Electronic instruments such as [[electricity meter]]s and [[Real-time clock|digital clock]]s often use polynomials to compensate for introduced errors, e.g. from temperature or power supply voltage. The coefficients are produced by [[polynomial regression]]. Binary fixed-point polynomials can utilize more bits of precision than floating-point and do so in fast code using inexpensive CPUs. Accuracy, crucial for instruments, compares well to equivalent-bit floating-point calculations, if the fixed-point polynomials are evaluated using [[Horner's method]] (e.g. {{math|1=''y'' = ((''ax'' + ''b'')''x'' + ''c'')''x'' + ''d''}}) to reduce the number of times that rounding occurs, and the fixed-point multiplications utilize rounding addends.

==Operations==
{{Unreferenced section|date=May 2023}}
===Addition and subtraction===
To add or subtract two values with the same implicit scaling factor, it is sufficient to add or subtract the underlying integers; the result will have their common implicit scaling factor and can thus be stored in the same program variables as the operands.  These operations yield the exact mathematical result, as long as no [[arithmetic overflow|overflow]] occurs—that is, as long as the resulting integer can be stored in the receiving program [[variable (computing)|variable]]. If the operands have different scaling factors, then they must be converted to a common scaling factor before the operation.

===Multiplication===
To multiply two fixed-point numbers, it suffices to multiply the two underlying integers, and assume that the scaling factor of the result is the product of their scaling factors. The result will be exact, with no rounding, provided that it does not overflow the receiving variable.
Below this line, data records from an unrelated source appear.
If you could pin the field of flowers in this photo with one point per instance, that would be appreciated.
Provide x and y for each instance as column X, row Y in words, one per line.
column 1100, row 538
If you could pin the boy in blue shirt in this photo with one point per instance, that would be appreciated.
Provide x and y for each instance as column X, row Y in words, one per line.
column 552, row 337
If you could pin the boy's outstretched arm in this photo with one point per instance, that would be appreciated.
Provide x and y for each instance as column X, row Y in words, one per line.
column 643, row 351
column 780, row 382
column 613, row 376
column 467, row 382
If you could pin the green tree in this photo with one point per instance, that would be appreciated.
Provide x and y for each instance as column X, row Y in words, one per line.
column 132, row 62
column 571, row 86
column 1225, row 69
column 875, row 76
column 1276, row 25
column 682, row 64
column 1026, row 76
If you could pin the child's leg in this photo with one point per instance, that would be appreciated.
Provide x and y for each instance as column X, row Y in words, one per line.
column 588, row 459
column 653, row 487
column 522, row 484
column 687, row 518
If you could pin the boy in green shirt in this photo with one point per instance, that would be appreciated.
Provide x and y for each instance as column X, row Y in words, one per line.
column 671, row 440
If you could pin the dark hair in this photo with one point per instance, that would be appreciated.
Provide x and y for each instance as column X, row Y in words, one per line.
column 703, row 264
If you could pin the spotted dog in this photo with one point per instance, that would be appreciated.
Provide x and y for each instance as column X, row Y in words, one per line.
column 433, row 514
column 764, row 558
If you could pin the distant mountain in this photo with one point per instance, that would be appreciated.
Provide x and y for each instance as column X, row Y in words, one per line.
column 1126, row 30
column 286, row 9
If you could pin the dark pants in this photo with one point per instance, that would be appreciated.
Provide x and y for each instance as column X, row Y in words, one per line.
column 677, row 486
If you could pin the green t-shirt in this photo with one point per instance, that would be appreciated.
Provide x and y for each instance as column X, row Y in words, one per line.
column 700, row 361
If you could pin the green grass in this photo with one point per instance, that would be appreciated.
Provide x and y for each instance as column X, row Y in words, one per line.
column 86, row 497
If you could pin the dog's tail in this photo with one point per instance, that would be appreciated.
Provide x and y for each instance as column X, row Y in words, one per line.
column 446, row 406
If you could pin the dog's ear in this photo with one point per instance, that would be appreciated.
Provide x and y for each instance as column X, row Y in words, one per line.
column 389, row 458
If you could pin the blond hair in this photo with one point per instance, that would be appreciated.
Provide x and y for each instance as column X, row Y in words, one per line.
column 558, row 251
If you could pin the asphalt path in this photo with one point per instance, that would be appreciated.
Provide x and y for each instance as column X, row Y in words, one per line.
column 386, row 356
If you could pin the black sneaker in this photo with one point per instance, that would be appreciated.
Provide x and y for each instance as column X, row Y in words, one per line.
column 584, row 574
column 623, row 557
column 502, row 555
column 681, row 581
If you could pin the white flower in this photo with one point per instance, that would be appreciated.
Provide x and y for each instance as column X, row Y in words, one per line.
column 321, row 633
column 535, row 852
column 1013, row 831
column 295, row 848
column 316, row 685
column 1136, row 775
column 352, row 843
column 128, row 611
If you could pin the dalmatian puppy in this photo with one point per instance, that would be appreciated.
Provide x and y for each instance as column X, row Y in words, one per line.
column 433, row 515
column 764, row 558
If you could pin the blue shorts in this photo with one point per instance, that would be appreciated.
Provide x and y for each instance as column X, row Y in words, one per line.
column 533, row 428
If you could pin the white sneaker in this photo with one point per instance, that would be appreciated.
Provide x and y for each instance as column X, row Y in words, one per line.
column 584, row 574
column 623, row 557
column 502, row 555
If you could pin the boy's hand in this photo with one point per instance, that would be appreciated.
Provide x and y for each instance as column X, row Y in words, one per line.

For example, multiplying the numbers 123 scaled by 1/1000 (0.123) and 25 scaled by 1/10 (2.5) yields the integer 123×25 = 3075 scaled by (1/1000)×(1/10) = 1/10000, that is 3075/10000 = 0.3075.   As another example, multiplying the first number by 155 implicitly scaled by 1/32 (155/32 = 4.84375) yields the integer 123×155 = 19065 with implicit scaling factor (1/1000)×(1/32) = 1/32000, that is 19065/32000 = 0.59578125.

In binary, it is common to use a scaling factor that is a power of two. After the multiplication, the scaling factor can be divided away by shifting right. Shifting is simple and fast in most computers. Rounding is possible by adding a 'rounding addend' of half of the scaling factor before shifting; The proof: round(x/y) = floor(x/y + 0.5) = floor((x + y/2)/y) = shift-of-n(x + 2^(n−1)) A similar method is usable in any scaling.

===Division===
To divide two fixed-point numbers, one takes the integer quotient of their underlying integers and assumes that the scaling factor is the quotient of their scaling factors.  In general, the first division requires rounding and therefore the result is not exact.

For example, division of 3456 scaled by 1/100 (34.56) and 1234 scaled by 1/1000 (1.234) yields the integer 3456÷1234 = 3 (rounded) with scale factor (1/100)/(1/1000) = 10, that is, 30.  As another example, the division of the first number by 155 implicitly scaled by 1/32 (155/32 = 4.84375) yields the integer 3456÷155 = 22 (rounded) with implicit scaling factor (1/100)/(1/32) = 32/100 = 8/25, that is 22×32/100 = 7.04.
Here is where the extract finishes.